(1.) This civil miscellaneous appeal raises a point of distinction between O. 17, R. 2 and O. 17, R. 3 C.P.C. This distinction had become a matter of importance to the parties in this case in the way their suit was disposed of by the trial Court, when it was called for final hearing. What happened on that day had better be described in the words of the learned District Munsif himself. "The suit is in list. Petition filed for adjournment by the plaintiff on the ground that the important witness had not come, rejected. Plaintiff present. Suit dismissed for non-prosecution with costs of defendants." Against the dismissal of the suit, in the manner aforesaid, the plaintiff filed a regular appeal to the District Court, before the learned District Judge, the defendant raised a preliminary objection to the maintainability of the appeal. He contended that when the trial Court dismissed the suit, it did so in exercise of its powers under O. 17, R. 2 of the C. P. Code, in which event, no appeal lay from that decision. The learned District Judge, however, held that the trial Court's decision should be regarded as one falling under O. 17, R. 3. On this basis, he entertained the appeal. On the merits, he held that the trial Court was not justified in rejecting the request of the plaintiff for an adjournment so as to enable him to produce its witness. In this view, the learned District Judge set aside the decision of the trial Court and remanded the suit for an effective disposal.

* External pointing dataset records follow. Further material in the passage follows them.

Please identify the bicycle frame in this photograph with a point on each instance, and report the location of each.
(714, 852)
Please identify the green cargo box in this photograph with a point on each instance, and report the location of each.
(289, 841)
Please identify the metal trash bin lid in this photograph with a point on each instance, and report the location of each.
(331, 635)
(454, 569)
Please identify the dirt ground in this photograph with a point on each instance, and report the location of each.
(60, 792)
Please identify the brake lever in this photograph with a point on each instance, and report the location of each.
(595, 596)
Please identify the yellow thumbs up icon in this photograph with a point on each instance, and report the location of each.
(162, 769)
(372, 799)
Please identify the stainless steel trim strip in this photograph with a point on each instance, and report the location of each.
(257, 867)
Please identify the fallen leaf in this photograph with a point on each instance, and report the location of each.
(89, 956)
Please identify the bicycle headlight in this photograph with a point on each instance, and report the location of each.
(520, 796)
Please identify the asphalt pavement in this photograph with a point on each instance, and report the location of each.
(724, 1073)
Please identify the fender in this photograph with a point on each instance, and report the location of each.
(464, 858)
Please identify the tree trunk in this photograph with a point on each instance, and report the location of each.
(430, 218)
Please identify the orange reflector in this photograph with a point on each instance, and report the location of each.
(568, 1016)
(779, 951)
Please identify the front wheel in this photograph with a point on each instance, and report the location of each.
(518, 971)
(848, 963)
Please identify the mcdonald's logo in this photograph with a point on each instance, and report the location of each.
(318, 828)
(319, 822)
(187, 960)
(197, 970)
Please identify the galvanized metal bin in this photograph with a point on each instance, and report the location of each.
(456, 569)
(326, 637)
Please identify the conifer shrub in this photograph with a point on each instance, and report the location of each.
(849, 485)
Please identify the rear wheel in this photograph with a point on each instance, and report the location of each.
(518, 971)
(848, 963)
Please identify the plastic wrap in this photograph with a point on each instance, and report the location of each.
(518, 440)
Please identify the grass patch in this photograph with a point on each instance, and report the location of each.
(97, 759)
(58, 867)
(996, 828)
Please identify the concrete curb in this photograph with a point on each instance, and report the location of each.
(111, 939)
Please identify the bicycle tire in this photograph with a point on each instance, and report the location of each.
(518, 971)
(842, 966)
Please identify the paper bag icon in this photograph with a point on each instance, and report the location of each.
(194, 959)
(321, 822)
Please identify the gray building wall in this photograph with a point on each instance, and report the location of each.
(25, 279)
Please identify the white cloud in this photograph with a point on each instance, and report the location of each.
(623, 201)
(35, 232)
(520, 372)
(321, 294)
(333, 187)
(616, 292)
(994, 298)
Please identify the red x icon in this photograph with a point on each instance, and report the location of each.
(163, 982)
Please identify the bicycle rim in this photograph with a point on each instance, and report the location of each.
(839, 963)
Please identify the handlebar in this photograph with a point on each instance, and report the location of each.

(2.) The defendant has now brought this appeal against the order of remand passed by the learned District Judge. Mr. V. Krishnan, the defendant's learned counsel, urged that, in the circumstances of the present case, the learned District Judge was wrong in holding that the plaintiff's appeal was competent. Learned counsel submitted that the dismissal by the trial court of the plaintiff's suit properly fell under O. 17, R. 2 of the Code and no appeal lay against that decision.
(3.) O. 17, R. 2 deals with the procedure to be followed by a trail court when parties fail to appear before it on the date fixed for hearing. The rule says that in such an event the court may proceed to dispose of the suit in one or other of the modes directed by Order 9 or to make such other order as it thinks fit. O. 9, so far as is relevant to the facts of the present case, provides in Rule 8 that where the defendant appears and the plaintiff does not appear when the suit is called on for hearing, the court shall make an order that the suit be dismissed. On a combined reading of the two provisions of the Code, therefore, it may be observed that where on any date to which the hearing of the suit is adjourned the defendant appears by the plaintiff does not appear, then it would be open to the court to make an order that the suit be dismissed. It must, however, be noted that O. 17, R. 2 and O.9, R. 8 can come into play only when the parties, or any of them, fail to appear. Where they do appear before the court, these rules would naturally have no application.